Shareholder in corporation is circling the divorce club. She, and her siblings are concerned that the Former Spouse will make a claim to the value of her stocks when the assets of the marriage are compiled. Always consult a China divorce lawyer before you take any legal action in China. Common questions might be assets division, marital property division, child custody, visitation rights, conditions of divorce and etc.
I think that she is right. FACTS of the divorce case:
The shareholder agreement provides that, "if a decree enters awarding Former Spouse (FS) interest in the shares of Divorcing Shareholder (DS), then FS has the obligation to sell stock to DS. Terms of sale are installment payments over 120 months at prime plus 1.0%."

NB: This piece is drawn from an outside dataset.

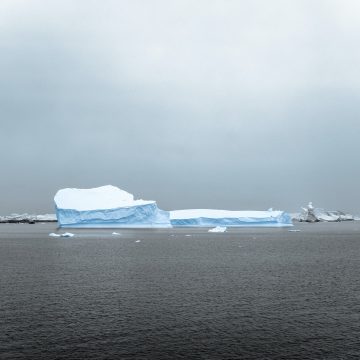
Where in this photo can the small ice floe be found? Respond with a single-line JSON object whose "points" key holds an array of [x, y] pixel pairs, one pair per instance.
{"points": [[218, 229], [61, 235], [54, 235], [67, 235]]}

If DS does not buy out FS, Corporation can buy FS on same terms.If Corp does not buy out the option rolls to other stock holders. If other stockholders do not buy out, FS is now de facto, the owner of the shares and all the attendant rights thereto.
Question:
1. Can the Divorce Decree trump the terms of the Shareholder Agreement? E.g. Shorten the payout period? Or,
2. Are the stocks analyzed as 'subject to the conditions in the Shareholder Agreement?'
There was a China divorce case in which the court ordered that the shareholder spouse of a closely held corporation was ordered to transfer his interest in the company's stock to his to-be-ex-spouse as part of the assets. The shareholder agreement prohibited sale of the stock outside the company, but made no mention of divorce.
The appellate court ordered that the judge had the authority to order the transfer. China shareholder agreements now have a no-transfer-in the-event-of divorce clauses.
Many of us found the case to be amusing because it was about shares in a case whose sole product is the much-beloved divorce case.
Where I am my guess would be is the court wouldn't do anything to "trump" the contract, but they would consider those terms in awarding her share of marital property. In other words, if the court finds that 50% of DS's business is marital property and therefore FS would be entitled to 25% of an expert-produced business value of (for example) $100,000, it is going to make sure she gets $25,000 whether from the business under the sale terms or by giving her additional marital property that might otherwise have gone to DS.
Does that make sense? They'll value the business, split that amount, and that's what she'll get. They're not going to change the operating agreement just consider the effects.
So, I guess that would be a No to question 1 but a yes to question 2.